I’m building a basic lexer in PHP, just as an exercise. Right now I’m making it lex PHP source and output highlighted source via HTML tags, but I’m using real token names and stuff, not just a few broad regex matches.
The way I’m setting it up is to read in the PHP source, character by character. It checks the current character to figure out what the current token might be and then reads in the next x characters that match the appropriate pattern.
For example, if the current character is a “, I’ll read in all characters until I encounter another ” which wasn’t preceded by an escaping \. Is this a bad way of doing it?
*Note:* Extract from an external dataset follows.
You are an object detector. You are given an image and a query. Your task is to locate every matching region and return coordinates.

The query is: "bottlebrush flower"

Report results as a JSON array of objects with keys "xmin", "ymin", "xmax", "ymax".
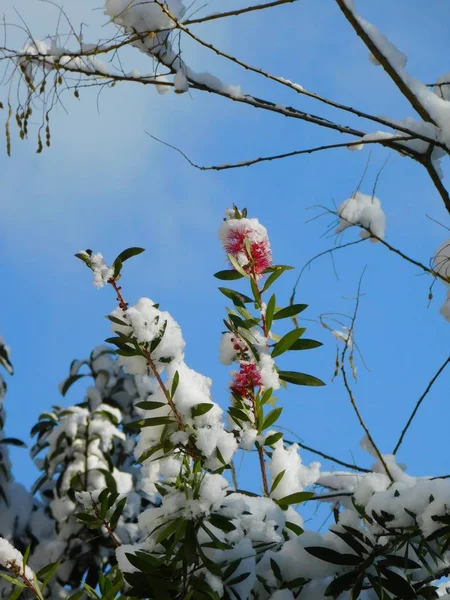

The only other way I’ve seen and understood involved making a class that compiled a massive regex and matched all tokens at once, but that doesn’t seem as flexible to me.
Thoughts?
$str = '';
$php = str_replace( "\r\n", "\n", $php );
$php = str_split( $php );
$len = count( $php );
$keyword = '';
for ( $i = 0; $i < $len; $i++ ) {
$char = $php[$i];
// Detect PHP strings and backtick execution operators
if ( strpos( self::STRING_CHARACTERS, $char ) !== FALSE ) {
$string = $char;
$opening_quote = $char;
$escaped = FALSE;
while ( isset( $php[++$i] ) && ( $escaped || $php[$i] != $opening_quote ) ) {
$string .= $php[$i];
if ( $php[$i] == '\\' ) {
$escaped = !$escaped;
}
}
$string .= $php[$i];
if ( $opening_quote == "'" ) {
$str .= '<span class="php-string php-single-quoted-string">' . htmlspecialchars( $string ) . '</span>';
} else if ( $opening_quote == '"' ) {
$str .= '<span class="php-string php-double-quoted-string">' . htmlspecialchars( $string ) . '</span>';
} else if ( $opening_quote == '`' ) {
$str .= '<span class="php-execution-operator php-backtick">' . htmlspecialchars( $string ) . '</span>';
}
continue;
}
$str .= $char;
}
If you’re intending to keep it a hand-written tool, then definitely keep going with you current approach.
The giant matching engine approach is fantastic if you’re writing a tool such as
flexor ANTLR, and you want to be able to build highly efficient parsers all day long for a variety of languages. But it is a fair amount of extra effort if you’re interested in parsing only one language.